Link to the complete 4th Quarter 2015 report:http://hugin.info/159489/R/1983692/727076.pdf

Hamilton, Bermuda, February 4, 2016.

Nordic American Offshore Ltd. ("NAO" or "the Company") became stock listed on
the New York Stock Exchange (NYSE) on June 12, 2014. Our ship management
partners, board and staff have a wealth of experience in the offshore and
Platform Supply Vessels (PSVs) business dating back several decades. In a
challenging freight market for PSVs, the operating cash flow[1]for NAO was
marginally negative (-$0.1m) for 4Q2015. The technical and operational
quality of our ships is unsurpassed, as evidenced by their performance in the
recent hurricane "Tor" in the North Sea. We have succeeded in expanding our
customer base considerably. In this light, NAO should be differentiated from
other PSV companies.

The main elements of the strategy of Nordic American Offshore Ltd. are based
on the same fundamentals as those of Nordic American Tankers Limited (NAT).
Quarterly dividends, low debt and full transparency are among those

In the challenging market for PSVs, we see opportunities to grow the Company.
NAO has ten high-quality PSVs built in Norway in the period 2012-2016. Eight
of these are now in operation. Two more are under construction in Norway for
delivery in April and June 2016. Our vessels have very low fuel consumption,
resulting in low emissions and producing attractive transportation economics.

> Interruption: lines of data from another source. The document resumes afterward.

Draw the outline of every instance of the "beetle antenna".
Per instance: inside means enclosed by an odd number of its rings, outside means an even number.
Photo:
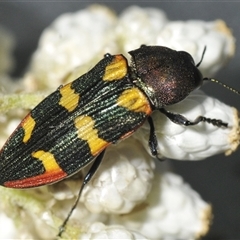
[[[204,55],[205,55],[205,53],[206,53],[206,50],[207,50],[207,47],[206,47],[206,46],[204,46],[204,49],[203,49],[203,52],[202,52],[201,59],[200,59],[199,63],[196,65],[196,67],[199,67],[199,66],[200,66],[200,64],[202,63],[202,61],[203,61],[203,58],[204,58]]]
[[[234,89],[234,88],[232,88],[232,87],[226,85],[225,83],[222,83],[222,82],[218,81],[218,80],[215,79],[215,78],[203,78],[203,81],[211,81],[211,82],[215,82],[215,83],[217,83],[217,84],[219,84],[219,85],[221,85],[221,86],[227,88],[228,90],[230,90],[230,91],[232,91],[232,92],[234,92],[234,93],[240,95],[240,91],[238,91],[238,90],[236,90],[236,89]]]

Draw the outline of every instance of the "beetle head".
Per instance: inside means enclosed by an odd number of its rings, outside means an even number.
[[[203,77],[190,54],[161,46],[130,51],[134,84],[155,108],[178,103],[202,85]]]

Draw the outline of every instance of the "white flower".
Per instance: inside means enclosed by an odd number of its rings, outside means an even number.
[[[181,177],[156,172],[148,199],[129,214],[111,215],[110,222],[149,239],[190,240],[208,231],[211,207]]]
[[[122,226],[105,226],[102,223],[94,223],[89,227],[87,233],[83,234],[80,240],[99,240],[99,239],[131,239],[131,240],[146,240],[143,235],[125,229]]]
[[[234,54],[234,38],[225,23],[219,20],[171,22],[161,10],[139,7],[128,8],[119,18],[102,6],[64,14],[45,29],[29,70],[17,85],[30,93],[2,94],[0,143],[3,144],[18,120],[26,114],[25,109],[36,105],[50,90],[87,72],[106,52],[123,53],[129,58],[127,51],[141,44],[161,44],[186,50],[196,63],[207,46],[200,67],[209,77]],[[42,92],[36,93],[37,90]],[[10,112],[14,108],[18,111]],[[189,120],[195,120],[199,115],[222,119],[229,128],[206,123],[183,127],[155,112],[152,117],[160,155],[197,160],[221,152],[230,154],[237,149],[240,136],[236,109],[196,91],[167,110]],[[154,172],[155,162],[147,153],[148,138],[149,126],[145,123],[133,137],[106,150],[105,158],[85,187],[63,237],[190,240],[206,234],[211,218],[210,206],[181,177],[167,173],[168,162],[158,163],[160,167]],[[10,220],[9,226],[13,228],[10,237],[16,233],[23,239],[53,238],[71,209],[88,169],[38,189],[0,188],[1,209],[16,219],[16,227]],[[0,226],[6,221],[4,212]]]

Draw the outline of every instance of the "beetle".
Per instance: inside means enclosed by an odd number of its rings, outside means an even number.
[[[184,126],[200,122],[228,126],[220,119],[204,116],[190,121],[165,109],[182,101],[203,81],[218,82],[203,78],[198,69],[200,63],[195,65],[190,54],[145,45],[129,54],[130,65],[121,54],[105,54],[89,72],[60,86],[21,121],[0,151],[0,185],[9,188],[52,184],[93,162],[58,236],[107,146],[129,137],[148,121],[150,150],[158,158],[150,116],[153,111],[158,110]]]

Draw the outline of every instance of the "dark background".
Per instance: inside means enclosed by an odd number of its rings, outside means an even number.
[[[21,76],[24,72],[41,32],[58,15],[80,10],[91,3],[105,4],[117,13],[133,4],[161,8],[170,20],[225,20],[236,37],[236,56],[216,77],[240,89],[238,1],[0,1],[0,24],[13,32],[17,39],[13,75]],[[240,109],[240,96],[210,84],[204,86],[205,92]],[[222,154],[205,161],[172,163],[176,172],[213,205],[214,221],[204,240],[240,239],[240,150],[230,157]]]

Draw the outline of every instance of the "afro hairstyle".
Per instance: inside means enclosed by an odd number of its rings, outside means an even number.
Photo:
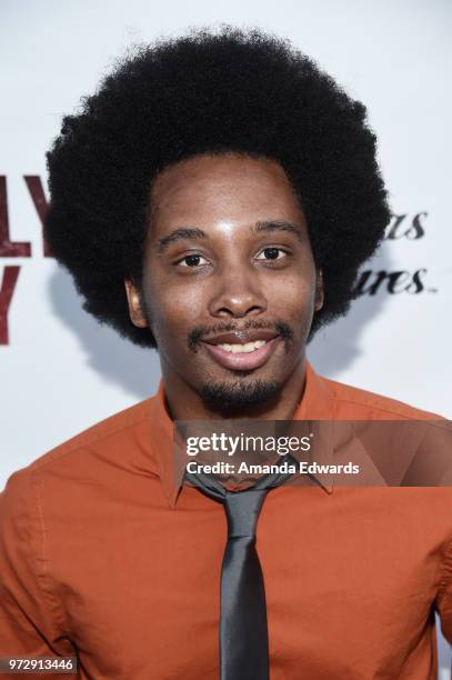
[[[300,200],[325,290],[310,338],[348,311],[383,238],[390,210],[365,108],[290,42],[223,27],[138,47],[63,118],[44,223],[83,308],[137,344],[157,347],[124,292],[127,278],[141,284],[152,181],[222,152],[277,160]]]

As announced on January 25, 2016, NAO has declared a dividend of $0.12 per
share for 4Q2015. The record date is February 5, 2016 and the payment of
dividend is expected to take place about February 22, 2016. Since its
original establishment in late 2013, NAO has paid dividends for 8 consecutive
quarters, totalling $2.41 per share, including the dividend to be paid about
February 22, 2016. In June 2014, NAO relocated from the Oslo OTC (Over the
Counter) exchange to the New York Stock Exchange (NYSE).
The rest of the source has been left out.